Design importa, não estou dizendo o contrário. Site malfeito, lento, confuso, também afasta cliente. Mas existe uma hierarquia de prioridade que muita gente inverte sem perceber: de nada adianta a porta mais bonita da rua se, quando alguém bate, ninguém atende.
O WhatsApp virou o canal principal de primeiro contato pra praticamente todo escritório que atende pessoa física. E, mesmo assim, é tratado como recurso secundário, sem responsável definido, sem horário de cobertura claro, sem nem uma mensagem automática avisando que a mensagem foi recebida.
Enquanto isso, o site continua recebendo atualização, novo banner, nova seção, novo depoimento, sempre buscando aquele detalhe visual a mais. O WhatsApp, que é onde a conversão de verdade acontece, segue exatamente do jeito que estava há dois anos, sem nenhum investimento de atenção.
Um teste rápido revela isso na prática: peça pra alguém de confiança mandar mensagem pro WhatsApp do escritório num sábado à tarde, e cronometre a resposta. Se demorar mais que algumas horas, o problema do seu marketing não está no site. Está no canal que todo mundo esquece de cuidar.
Site bonito atrai. Resposta rápida converte. São etapas diferentes do mesmo funil, e um site perfeito não compensa um WhatsApp abandonado.
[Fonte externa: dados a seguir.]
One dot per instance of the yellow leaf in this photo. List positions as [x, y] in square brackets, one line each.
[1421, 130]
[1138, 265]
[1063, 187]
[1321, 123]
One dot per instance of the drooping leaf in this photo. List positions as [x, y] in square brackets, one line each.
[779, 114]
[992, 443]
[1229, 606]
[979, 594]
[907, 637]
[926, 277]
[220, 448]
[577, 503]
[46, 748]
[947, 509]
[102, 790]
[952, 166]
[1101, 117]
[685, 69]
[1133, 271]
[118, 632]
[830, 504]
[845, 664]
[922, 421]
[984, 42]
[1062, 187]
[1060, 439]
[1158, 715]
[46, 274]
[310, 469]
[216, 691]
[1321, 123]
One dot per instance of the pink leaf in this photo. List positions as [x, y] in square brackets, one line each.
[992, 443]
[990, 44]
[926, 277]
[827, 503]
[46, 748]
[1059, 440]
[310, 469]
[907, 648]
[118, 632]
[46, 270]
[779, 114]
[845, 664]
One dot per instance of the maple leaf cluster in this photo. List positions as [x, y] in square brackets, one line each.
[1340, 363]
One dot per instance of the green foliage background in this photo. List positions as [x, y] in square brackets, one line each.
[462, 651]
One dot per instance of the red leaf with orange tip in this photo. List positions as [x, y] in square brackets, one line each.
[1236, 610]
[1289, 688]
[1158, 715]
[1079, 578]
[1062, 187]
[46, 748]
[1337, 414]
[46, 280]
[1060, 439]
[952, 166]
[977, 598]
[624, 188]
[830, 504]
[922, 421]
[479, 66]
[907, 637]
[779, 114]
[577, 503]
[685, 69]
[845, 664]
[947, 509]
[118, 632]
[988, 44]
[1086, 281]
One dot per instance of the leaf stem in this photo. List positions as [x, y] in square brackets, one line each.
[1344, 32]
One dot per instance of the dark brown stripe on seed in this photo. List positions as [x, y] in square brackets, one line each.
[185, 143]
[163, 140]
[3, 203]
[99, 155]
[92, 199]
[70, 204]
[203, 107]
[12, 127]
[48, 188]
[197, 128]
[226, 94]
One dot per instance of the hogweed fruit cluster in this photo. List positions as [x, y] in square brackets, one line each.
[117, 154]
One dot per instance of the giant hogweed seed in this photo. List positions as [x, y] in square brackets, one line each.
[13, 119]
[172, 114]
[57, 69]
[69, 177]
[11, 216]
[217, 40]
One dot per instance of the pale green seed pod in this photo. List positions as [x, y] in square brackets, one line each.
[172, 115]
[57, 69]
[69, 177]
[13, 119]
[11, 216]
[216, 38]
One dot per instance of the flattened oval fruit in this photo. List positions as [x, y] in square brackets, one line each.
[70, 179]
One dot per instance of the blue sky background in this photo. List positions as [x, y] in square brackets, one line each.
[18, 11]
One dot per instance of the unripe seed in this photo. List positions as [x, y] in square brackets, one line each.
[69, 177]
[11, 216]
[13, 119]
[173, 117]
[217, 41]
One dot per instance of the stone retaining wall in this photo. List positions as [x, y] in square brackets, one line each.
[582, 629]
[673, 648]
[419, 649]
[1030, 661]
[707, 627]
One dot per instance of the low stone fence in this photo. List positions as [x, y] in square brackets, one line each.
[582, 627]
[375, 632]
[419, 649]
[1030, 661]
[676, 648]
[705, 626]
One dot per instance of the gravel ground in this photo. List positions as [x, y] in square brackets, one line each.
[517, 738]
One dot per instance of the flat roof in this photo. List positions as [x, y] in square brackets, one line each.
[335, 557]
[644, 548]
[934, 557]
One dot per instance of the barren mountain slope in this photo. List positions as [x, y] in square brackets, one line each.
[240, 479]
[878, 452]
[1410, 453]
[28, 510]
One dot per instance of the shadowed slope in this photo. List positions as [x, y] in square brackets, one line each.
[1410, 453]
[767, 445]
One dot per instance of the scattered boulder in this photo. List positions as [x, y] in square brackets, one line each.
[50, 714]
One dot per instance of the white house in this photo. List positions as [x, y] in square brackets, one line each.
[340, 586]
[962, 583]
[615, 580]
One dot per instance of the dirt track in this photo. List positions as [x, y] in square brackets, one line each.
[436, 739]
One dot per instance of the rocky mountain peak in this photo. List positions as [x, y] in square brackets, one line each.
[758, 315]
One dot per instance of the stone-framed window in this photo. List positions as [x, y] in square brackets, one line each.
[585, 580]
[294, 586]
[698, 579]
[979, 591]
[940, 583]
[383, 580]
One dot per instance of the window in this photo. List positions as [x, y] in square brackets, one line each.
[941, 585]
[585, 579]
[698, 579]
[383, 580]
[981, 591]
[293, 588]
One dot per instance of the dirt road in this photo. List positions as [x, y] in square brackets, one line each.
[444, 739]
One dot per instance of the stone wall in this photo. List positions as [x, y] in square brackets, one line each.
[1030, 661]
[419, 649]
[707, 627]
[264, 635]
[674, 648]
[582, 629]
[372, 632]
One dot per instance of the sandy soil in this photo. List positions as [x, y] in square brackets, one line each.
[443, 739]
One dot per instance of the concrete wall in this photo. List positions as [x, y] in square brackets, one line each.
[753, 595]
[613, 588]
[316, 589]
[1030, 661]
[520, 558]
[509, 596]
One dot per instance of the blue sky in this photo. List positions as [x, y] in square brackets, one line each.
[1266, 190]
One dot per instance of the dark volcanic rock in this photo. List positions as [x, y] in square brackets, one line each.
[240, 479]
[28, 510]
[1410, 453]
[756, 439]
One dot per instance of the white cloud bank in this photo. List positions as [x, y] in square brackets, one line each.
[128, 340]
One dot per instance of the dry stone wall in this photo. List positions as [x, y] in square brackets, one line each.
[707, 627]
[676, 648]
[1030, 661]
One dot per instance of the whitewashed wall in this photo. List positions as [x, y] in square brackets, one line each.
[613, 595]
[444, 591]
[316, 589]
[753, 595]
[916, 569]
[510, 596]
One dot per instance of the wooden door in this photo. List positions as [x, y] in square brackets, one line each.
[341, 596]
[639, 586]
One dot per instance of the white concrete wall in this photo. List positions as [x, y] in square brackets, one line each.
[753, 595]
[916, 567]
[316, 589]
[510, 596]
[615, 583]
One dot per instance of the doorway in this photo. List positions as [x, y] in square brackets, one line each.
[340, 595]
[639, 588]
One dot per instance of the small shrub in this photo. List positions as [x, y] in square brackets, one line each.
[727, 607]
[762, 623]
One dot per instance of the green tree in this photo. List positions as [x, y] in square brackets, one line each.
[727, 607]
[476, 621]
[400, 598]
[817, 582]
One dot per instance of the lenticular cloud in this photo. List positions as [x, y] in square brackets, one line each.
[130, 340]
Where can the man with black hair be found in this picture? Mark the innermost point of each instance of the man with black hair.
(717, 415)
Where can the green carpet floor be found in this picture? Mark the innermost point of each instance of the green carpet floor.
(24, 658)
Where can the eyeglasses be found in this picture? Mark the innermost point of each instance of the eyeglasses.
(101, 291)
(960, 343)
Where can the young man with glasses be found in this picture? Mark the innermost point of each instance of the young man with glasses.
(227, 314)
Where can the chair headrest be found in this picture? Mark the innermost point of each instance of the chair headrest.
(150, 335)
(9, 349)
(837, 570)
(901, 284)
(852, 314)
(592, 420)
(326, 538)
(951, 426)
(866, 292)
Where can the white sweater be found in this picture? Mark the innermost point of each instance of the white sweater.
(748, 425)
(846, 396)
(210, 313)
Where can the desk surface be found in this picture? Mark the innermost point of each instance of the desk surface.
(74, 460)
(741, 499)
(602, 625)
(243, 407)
Antes de gastar mais um real em design, vale garantir que o canal que realmente fecha cliente está funcionando direito.
Isso não significa abandonar o site. Ele continua tendo papel importante: constrói credibilidade, organiza conteúdo, alimenta busca orgânica e até resposta de inteligência artificial generativa. Mas ele é a porta de entrada, não o lugar onde a decisão de contratar realmente acontece.
Vale mapear o caminho completo que um cliente percorre, desde o primeiro clique até o contrato assinado, e perguntar onde exatamente esse caminho trava hoje. Muitas vezes a resposta surpreende: não é falta de visita no site, é abandono no meio da conversa que deveria ter fechado negócio.
Investimento em marketing jurídico só faz sentido completo quando cobre a jornada inteira, não só a primeira impressão. De nada adianta atrair atenção com capricho se, na hora decisiva, ninguém está do outro lado pra transformar aquele interesse em cliente de verdade.